2. Le retour de la densité minimale de construction

Pendant longtemps, le PLU servait surtout à fixer des plafonds de construction. Face à la rareté du foncier, la logique s’inverse. La possibilité pour une collectivité d’imposer une densité minimale de construction est désormais généralisée.

Auparavant limitée aux secteurs proches des transports en commun, cette faculté peut maintenant être appliquée dans n’importe quel secteur délimité par le règlement du PLU. Cette mesure offre une meilleure visibilité aux porteurs de projets et garantit une utilisation optimale du sol.

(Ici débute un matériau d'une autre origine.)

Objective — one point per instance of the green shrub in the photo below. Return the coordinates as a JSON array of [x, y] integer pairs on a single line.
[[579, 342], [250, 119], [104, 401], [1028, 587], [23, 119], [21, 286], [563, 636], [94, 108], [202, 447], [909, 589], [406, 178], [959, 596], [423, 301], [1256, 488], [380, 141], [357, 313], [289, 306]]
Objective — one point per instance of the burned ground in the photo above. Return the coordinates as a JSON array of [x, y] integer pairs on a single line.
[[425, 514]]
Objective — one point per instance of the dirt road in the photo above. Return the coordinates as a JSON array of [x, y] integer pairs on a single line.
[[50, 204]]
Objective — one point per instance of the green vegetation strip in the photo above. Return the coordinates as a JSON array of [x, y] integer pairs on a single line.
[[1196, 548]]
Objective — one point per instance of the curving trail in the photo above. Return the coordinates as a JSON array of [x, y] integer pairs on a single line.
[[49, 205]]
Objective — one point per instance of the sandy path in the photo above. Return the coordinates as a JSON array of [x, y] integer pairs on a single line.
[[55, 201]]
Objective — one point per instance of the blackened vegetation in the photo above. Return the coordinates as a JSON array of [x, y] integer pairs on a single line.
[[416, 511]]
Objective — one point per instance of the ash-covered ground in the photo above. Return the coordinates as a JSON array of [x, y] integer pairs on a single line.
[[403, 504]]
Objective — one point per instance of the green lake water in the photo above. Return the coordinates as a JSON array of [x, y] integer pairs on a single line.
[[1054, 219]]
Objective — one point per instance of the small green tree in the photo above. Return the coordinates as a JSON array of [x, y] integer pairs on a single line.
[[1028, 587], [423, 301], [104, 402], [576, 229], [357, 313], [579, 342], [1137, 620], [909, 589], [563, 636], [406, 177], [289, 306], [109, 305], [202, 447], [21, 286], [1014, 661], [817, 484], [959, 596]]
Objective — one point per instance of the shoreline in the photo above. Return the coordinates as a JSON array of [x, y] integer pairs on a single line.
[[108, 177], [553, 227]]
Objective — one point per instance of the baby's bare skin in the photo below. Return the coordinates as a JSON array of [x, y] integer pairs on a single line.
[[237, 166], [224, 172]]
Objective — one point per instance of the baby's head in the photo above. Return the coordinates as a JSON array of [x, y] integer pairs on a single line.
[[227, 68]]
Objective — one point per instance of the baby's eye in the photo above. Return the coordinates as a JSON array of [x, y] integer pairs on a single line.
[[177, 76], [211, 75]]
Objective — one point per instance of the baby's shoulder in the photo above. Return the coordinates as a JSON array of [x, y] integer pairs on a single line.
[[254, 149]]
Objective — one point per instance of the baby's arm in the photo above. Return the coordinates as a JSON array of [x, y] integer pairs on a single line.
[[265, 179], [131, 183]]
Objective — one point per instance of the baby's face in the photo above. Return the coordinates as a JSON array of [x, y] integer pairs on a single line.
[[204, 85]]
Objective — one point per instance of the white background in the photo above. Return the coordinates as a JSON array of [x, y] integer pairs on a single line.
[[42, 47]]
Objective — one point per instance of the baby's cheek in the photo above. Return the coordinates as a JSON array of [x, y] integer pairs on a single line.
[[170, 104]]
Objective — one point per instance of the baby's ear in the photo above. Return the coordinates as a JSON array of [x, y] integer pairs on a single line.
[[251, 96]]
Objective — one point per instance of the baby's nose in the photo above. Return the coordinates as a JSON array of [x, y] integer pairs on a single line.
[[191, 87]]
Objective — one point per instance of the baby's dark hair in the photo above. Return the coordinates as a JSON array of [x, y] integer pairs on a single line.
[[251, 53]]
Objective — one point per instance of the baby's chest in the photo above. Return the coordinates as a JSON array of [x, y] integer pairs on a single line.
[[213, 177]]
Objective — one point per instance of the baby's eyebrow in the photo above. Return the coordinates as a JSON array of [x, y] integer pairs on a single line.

3. Le stationnement : vers un allègement des obligations

Les contraintes de stationnement sont souvent un frein financier et technique à la construction de logements. La loi Huwart apporte plusieurs assouplissements notables :

  • Réduction pour mobilité durable : L’obligation de créer des places de parking peut être réduite de 30 % (contre 15 % auparavant) si le projet propose des solutions d’auto-partage électrique ou se situe à proximité d’une aire de covoiturage.
  • Priorité au vélo : Le PLU peut désormais autoriser le remplacement de places de stationnement motorisé par des espaces sécurisés pour vélos (à raison de 6 places vélos par place de voiture supprimée).
  • Plafonnement des exigences : La loi limite strictement le nombre de places que peut exiger une mairie pour certains types de logements (1 place maximum pour le logement social, 0,5 pour les résidences seniors ou étudiantes).
  • Proximité des gares : Le périmètre de « confort » autour des gares et arrêts de transports collectifs, où les obligations de stationnement sont allégées, passe de 500 à 800 mètres.

4. Simplification des emplacements réservés

La gestion des terrains réservés par les collectivités pour de futurs projets publics est simplifiée. Si une collectivité refuse d’acquérir un terrain après une mise en demeure du propriétaire (droit de délaissement), la réserve tombe désormais automatiquement. Il n’est plus nécessaire d’engager une procédure de modification du PLU pour supprimer officiellement l’emplacement réservé, ce qui libère plus rapidement le terrain pour d’autres projets.


Ce qu’il faut retenir

Cette loi marque un tournant vers un urbanisme de « remplissage » et de transformation du bâti existant. Elle donne aux maires des pouvoirs accrus pour imposer la densité, tout en offrant aux constructeurs des souplesses inédites sur les coûts liés au stationnement.

À propos de l’auteur

COUSSY AVOCATS ENVIRONNEMENT ENERGIE URBANISME

Reconnu en droit de l'énergie et de l'électricité (CRE)
Reconnu en droit de l'environnement
Reconnu en droit de l'urbanisme
Reconnu en droit de la sécurité (CNAPS, CNAC, CIAC)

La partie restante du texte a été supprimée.